Monsieur le président, monsieur le ministre, mes chers collègues, je tiens tout d’abord à féliciter le rapporteur, Jérôme Durain, pour son travail et pour s’être engagé en faveur de cette proposition de loi.
Ce texte que nous examinons aujourd’hui a pour objet de modifier les articles du code du travail relatifs au congé pour motifs familiaux, pour le décès d’un enfant et pour le décès du conjoint ou du partenaire lié par un PACS.
Ces congés exceptionnels dits « familiaux » ont été introduits dans le code du travail par la loi du 19 janvier 1978. Ils avaient été auparavant négociés par les partenaires sociaux dans le cadre de l’accord national interprofessionnel du 10 décembre 1977. La loi du 19 janvier 1978 a ainsi introduit une pratique, un usage dans la législation.
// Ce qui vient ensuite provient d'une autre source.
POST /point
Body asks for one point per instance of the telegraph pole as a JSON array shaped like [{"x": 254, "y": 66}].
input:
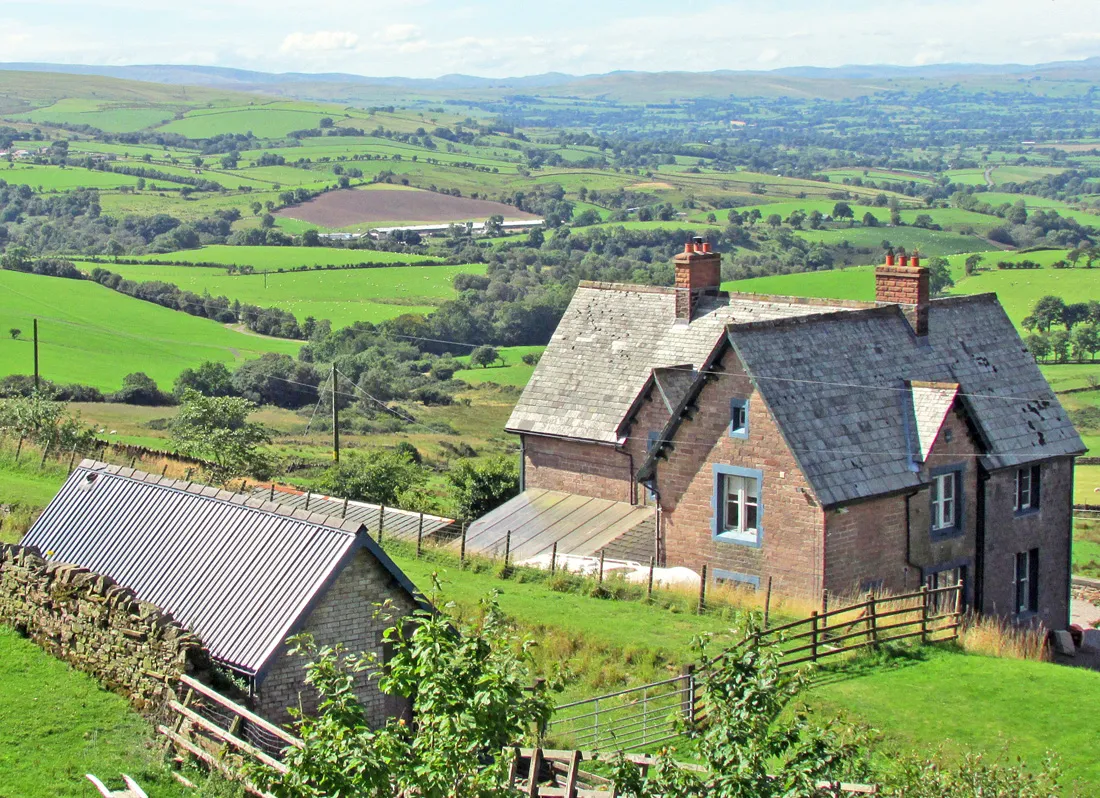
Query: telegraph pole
[
  {"x": 336, "y": 417},
  {"x": 35, "y": 356}
]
Comme l’ont dit les orateurs qui m’ont précédé à cette tribune, la proposition de loi déposée par Mme Delaunay en octobre 2011 est soumise à l’examen de notre assemblée plus de trois ans après son adoption, à l’unanimité, par l’Assemblée nationale le 23 novembre 2011.
Il est étonnant que le Gouvernement n’ait pas songé à l’inscrire plus tôt à l’ordre du jour des travaux du Sénat, d’autant plus que cette proposition de loi vise à accroître les droits des salariés dans un contexte de vie difficile.
En juin 2011, Jean-Charles Taugourdeau, député UMP du Maine-et-Loire, avait déposé une proposition de loi dont l’objet était également d’allonger les délais du congé accordé aux salariés dans le cas d’un décès.
L’article L. 3142–1 du code du travail prévoit que tout salarié bénéficie, sur justification, d’une autorisation exceptionnelle d’absence de deux jours pour le décès d’un enfant, du conjoint ou du partenaire lié par un PACS, et d’un jour pour le décès du père, de la mère, du beau-père, de la belle-mère, d’un frère ou d’une sœur.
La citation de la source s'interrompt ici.